Thinking about what’s next? Here’s how to make the most of this extraordinary chapter in your life.
Singer, song-writer and self-proclaimed ‘bad-ass’ Bonnie Raitt is well known for her musical career spanning five decades across several musical genres. Born in 1949, Raitt is a free spirit who has continued to reinvent herself over the course of her career. Her famous lyric, “We’re gonna have the time of our lives!” speaks to a generation that has defied aging and turned the definition of ‘old’ upside-down.
Midlife and beyond is marked by unique opportunities and challenges. Our parent’s generation viewed it as a time for winding down, whereas many of us are just ramping up. This is due in part to increased life expectancy. Nowadays, it takes a lot longer to get old than it used to! Why then, do we feel some trepidation at this stage of our lives?
It’s starting to sink in that we might not be around for as long as we’ve been around. A sobering thought, giving new meaning to the term carpe diem. At midlife and beyond, we start taking inventory. It’s a time for drawing up wills and making end of life decisions. The nest may now be empty. Relationships with adult children are changing and some of us are adjusting to our roles as grandparents.
It is not uncommon to make significant personal and/or professional changes during these life stages. Some may be considering retirement, albeit a very different version from our parent’s. Others are continuing to work, but modifying it to fit their new lifestyle. At some point we ask ourselves what’s next?
As women, we go through ‘the change’ in more ways than one. We may be torn between the needs of aging parents and adult children. Some of us are still going strong in committed relationships, whereas others are going solo. Sadly, we begin to lose family members and friends.
A lot of the stress and confusion we experience at this time of life is due to fear of the unknown. It is an unfamiliar and transitional season in our lives. We had adulthood down pretty well, but now there’s a fork in the road. What do you want your life to look like going forward? How do you see yourself ten or twenty years from now? Start by asking your wise, eighty year-old self the following questions:
1. What is the most important lesson you’ve learned during your lifetime?
2. What have you regretted the most?
3. What is the most important piece of advice you can give me today?
Her answers will provide guidance and direction. She knows you well. Her unique perspective gives her a panoramic view, enabling her to see the future and the past. She is a part of you that can be accessed at any time.
The good news is that getting older has its perks. You’re more accepting of who you are, less concerned about what others think and more willing to speak your truth. Plus, it’s better than the alternative!
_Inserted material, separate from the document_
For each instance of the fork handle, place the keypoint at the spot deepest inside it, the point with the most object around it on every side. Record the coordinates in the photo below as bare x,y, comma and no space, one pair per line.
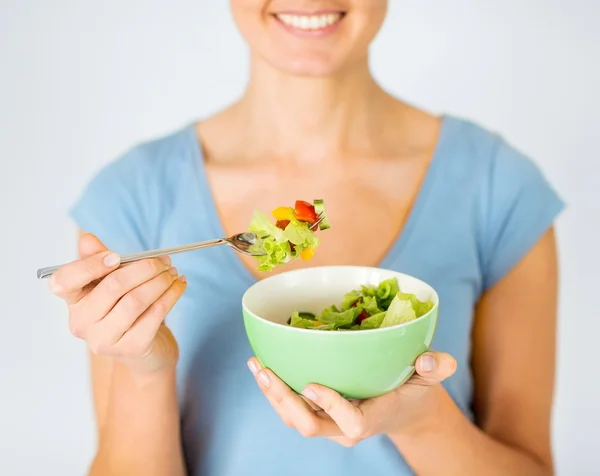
49,271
As we move through adulthood, the cumulative effect of life experience and lessons learned, guide us along our path of personal growth and development.
Compared to previous generations, we’ve changed our attitudes toward aging as we learn to love the face in the mirror (wrinkles and all) and celebrate the hard-won wisdom of our life journey. We look forward to designing and implementing a custom game plan for the future. Stepping back or slowing down during retirement are no longer the only options.